Why lectures do not work - Ptyx
http://intellectualmathematics.com/blog/the-right-way-to-argue-that-lecture-doesnt-work/
======
daly
I am of two minds about this.

On the one hand, I think lectures matter. Often I can't understand a paper
until after I've heard a lecture on the subject. This is particularly true in
logic as a lot of the papers are written in greek letters (seriously). The
lecture includes the words that give meaning to the symbols. The symbols are
rarely fully explained in a papers (e.g. what is Gamma?) since they assume the
reader already knows and they have a limited amount of page space.

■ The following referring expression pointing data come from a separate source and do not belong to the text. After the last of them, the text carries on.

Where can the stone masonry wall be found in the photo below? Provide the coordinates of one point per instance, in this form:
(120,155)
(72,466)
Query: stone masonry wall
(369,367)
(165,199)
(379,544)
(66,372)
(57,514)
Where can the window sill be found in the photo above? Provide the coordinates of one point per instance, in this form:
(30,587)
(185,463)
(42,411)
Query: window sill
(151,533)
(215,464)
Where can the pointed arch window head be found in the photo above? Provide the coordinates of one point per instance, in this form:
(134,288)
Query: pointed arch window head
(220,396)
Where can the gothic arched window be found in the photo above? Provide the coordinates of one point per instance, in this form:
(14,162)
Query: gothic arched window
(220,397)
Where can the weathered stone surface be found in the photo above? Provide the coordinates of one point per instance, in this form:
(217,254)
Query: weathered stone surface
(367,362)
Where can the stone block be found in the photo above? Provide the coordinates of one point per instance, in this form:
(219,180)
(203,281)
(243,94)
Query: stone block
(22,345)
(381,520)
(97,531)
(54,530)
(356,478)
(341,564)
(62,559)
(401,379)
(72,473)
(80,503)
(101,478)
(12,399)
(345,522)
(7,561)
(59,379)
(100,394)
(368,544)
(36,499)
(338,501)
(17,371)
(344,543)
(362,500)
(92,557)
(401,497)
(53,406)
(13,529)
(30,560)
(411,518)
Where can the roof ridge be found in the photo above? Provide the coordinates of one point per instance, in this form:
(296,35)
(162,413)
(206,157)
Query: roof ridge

On the other hand, I took a course from John White where we were given a few
dozen papers. Each person was assigned a paper to present for 20 minutes but
we were all required to read all the papers. It was an amazingly productive
class and I learned a lot.

Lectures and textbooks are where papers go to die. Papers are where ideas have
their funerals. Conferences are where papers get their all-too-short life. In
order to get to the leading edge of a subject you have to start with the
lectures and textbooks, read the recent papers, attend the conferences, and
then create a presentation.

Universities are basically the "shopping mall" of ideas. Lectures are the
sales talk of ideas. Not everybody buys the product but you can't expect
people to read a textbook (e.g. calculus) without the sales pitch (the
lecture). So I think lectures matter as a "natural selection" mechanism to
find people who will go further in a subject.